Jacobians If \(E \subseteq \mathbb{R}^d\) is open and \(f:E \to \mathbb{R}^d\) is differentiable at a point \(x \in E\), the determinant of the linear operator \(D_xf=f'(x)\) is called the Jacobian of \(f\) at \(x\in\mathbb R^d\) and denoted by \[J_f(x)=\det D_xf=\det f'(x).\] We shall also use the notation \[\frac{\partial (y_1,\ldots,y_d)}{\partial (x_1,\ldots,x_d)}=J_f(x) =\det \begin{bmatrix} \frac{\partial f_1}{\partial x_1} & \ldots & \frac{\partial f_1}{\partial x_d}\\ \vdots & \ddots & \vdots \\ \frac{\partial f_d}{\partial x_1} & \ldots & \frac{\partial f_d}{\partial x_d} \end{bmatrix}.\] if \((y_1,\ldots,y_d)=(f_1(x_1,\ldots,x_d), \ldots, f_d(x_1,\ldots,x_d))=f(x_1,\ldots,x_d)\).
In terms of Jacobians, the crucial hypothesis in the inverse function theorem is that \(J_f(x) \neq 0\).
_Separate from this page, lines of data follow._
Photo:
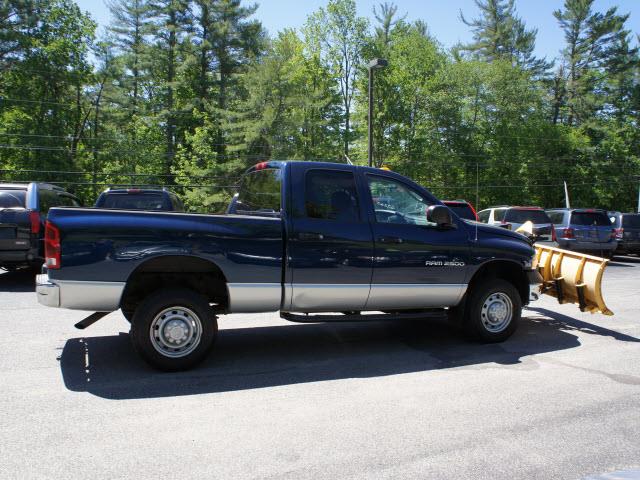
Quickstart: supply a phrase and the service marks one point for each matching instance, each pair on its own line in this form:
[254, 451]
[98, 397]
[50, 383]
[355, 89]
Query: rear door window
[517, 215]
[331, 195]
[12, 198]
[590, 219]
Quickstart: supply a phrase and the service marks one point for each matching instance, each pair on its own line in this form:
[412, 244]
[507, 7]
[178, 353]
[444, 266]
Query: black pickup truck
[315, 241]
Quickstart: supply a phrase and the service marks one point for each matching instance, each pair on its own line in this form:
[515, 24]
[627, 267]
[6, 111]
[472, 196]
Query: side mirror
[440, 215]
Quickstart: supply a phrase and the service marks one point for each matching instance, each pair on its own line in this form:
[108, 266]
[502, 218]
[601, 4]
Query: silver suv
[584, 229]
[512, 218]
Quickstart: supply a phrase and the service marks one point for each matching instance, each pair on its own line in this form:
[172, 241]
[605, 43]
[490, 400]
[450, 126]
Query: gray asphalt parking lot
[560, 399]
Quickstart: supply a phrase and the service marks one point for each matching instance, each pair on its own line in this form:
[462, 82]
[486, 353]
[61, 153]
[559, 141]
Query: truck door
[416, 264]
[330, 245]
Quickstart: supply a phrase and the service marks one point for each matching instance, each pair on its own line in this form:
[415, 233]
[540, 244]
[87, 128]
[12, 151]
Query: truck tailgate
[15, 229]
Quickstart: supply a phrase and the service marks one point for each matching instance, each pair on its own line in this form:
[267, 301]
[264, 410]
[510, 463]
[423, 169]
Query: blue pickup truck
[316, 241]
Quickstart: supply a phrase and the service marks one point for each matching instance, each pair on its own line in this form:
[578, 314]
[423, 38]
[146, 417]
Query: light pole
[373, 65]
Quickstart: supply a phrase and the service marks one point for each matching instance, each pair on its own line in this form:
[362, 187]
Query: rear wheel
[493, 311]
[173, 329]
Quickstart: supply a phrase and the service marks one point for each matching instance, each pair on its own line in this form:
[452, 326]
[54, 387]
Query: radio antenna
[477, 195]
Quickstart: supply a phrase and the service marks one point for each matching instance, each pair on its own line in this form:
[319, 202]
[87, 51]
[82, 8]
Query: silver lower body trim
[254, 297]
[310, 298]
[306, 297]
[78, 295]
[406, 296]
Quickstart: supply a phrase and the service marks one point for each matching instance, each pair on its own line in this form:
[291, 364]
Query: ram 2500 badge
[306, 239]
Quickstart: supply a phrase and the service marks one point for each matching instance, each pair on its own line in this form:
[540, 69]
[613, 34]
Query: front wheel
[173, 329]
[493, 311]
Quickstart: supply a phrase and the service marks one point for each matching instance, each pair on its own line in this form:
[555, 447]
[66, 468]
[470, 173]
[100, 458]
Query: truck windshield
[12, 198]
[260, 193]
[463, 210]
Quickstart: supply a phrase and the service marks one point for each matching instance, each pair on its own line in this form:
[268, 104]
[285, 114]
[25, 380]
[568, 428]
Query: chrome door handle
[390, 240]
[310, 236]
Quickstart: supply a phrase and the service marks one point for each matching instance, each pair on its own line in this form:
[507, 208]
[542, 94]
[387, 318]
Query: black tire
[484, 311]
[181, 312]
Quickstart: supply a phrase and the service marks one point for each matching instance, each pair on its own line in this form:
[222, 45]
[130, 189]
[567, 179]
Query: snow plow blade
[572, 277]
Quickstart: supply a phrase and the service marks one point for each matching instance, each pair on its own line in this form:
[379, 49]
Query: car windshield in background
[516, 215]
[462, 210]
[631, 221]
[12, 198]
[590, 218]
[144, 201]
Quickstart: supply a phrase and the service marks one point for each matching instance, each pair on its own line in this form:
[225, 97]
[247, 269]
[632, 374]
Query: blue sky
[442, 17]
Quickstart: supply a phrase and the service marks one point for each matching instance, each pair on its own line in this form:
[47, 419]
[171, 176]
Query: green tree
[341, 35]
[499, 34]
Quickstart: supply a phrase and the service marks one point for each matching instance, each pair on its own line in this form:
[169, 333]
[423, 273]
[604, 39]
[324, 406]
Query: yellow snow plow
[571, 277]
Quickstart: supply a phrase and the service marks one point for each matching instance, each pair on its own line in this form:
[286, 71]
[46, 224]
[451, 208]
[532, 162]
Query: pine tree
[130, 28]
[499, 34]
[589, 38]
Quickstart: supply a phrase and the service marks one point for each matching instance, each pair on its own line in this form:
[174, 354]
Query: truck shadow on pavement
[18, 281]
[259, 357]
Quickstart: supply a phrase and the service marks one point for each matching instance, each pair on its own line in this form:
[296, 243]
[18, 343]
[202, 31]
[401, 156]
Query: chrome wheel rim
[497, 312]
[175, 332]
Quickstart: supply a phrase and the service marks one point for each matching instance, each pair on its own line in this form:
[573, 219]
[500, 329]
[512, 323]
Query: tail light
[474, 211]
[52, 246]
[617, 233]
[34, 218]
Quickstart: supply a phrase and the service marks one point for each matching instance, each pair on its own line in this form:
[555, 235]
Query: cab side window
[395, 202]
[331, 195]
[484, 216]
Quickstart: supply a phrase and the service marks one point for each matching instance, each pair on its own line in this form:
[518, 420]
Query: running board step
[374, 317]
[90, 320]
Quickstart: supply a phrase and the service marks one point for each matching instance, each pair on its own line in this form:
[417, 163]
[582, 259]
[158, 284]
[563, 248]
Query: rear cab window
[585, 218]
[557, 218]
[331, 195]
[498, 214]
[135, 201]
[260, 193]
[11, 198]
[631, 221]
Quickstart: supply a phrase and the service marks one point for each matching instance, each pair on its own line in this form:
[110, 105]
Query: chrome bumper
[87, 295]
[48, 292]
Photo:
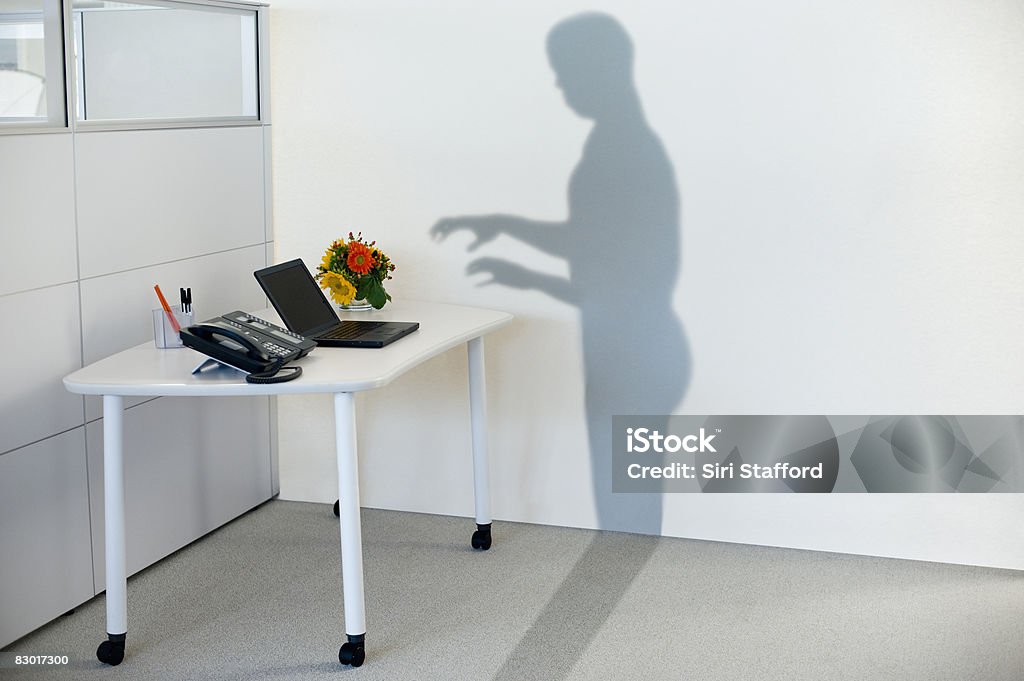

We will investigate behavior of the Lebesgue integral under linear transformations. We will identify a linear map \(T:\mathbb{R}^d \to \mathbb{R}^d\) with the matrix \[(T_{ij})_{1\le i, j\le d}=(e_i \cdot Te_j)_{1\le i, j\le d},\] where \(\{e_j: 1\le j\le d\}\) is the standard basis in \(\mathbb{R}^d\).
We denote the determinant of this matrix by \(\det T\) and recall that \[\det(T \circ S)=(\det T)(\det S).\]
Furthermore, \(\text{GL}(d,\mathbb{R})\) denotes the general linear group of invertible linear transformations of \(\mathbb{R}^d\).
Recall that every \(T \in {\rm GL}(d,\mathbb{R})\) can be written as the product of finitely many transformations of three elementary types:
\[T_1(x_1,\ldots,x_j,\ldots,x_d)=(x_1,\ldots,cx_j,\ldots,x_d),\]
\[T_2(x_1,\ldots,x_j,\ldots,x_d)=(x_1,\ldots,x_j+cx_k,\ldots,x_d), \quad \text{ for } \quad k \neq j,\]
\[T_3(x_1,\ldots,x_j,\ldots,x_k,\ldots,x_d)=(x_1,\ldots,x_k,\ldots,x_j,\ldots,x_d).\]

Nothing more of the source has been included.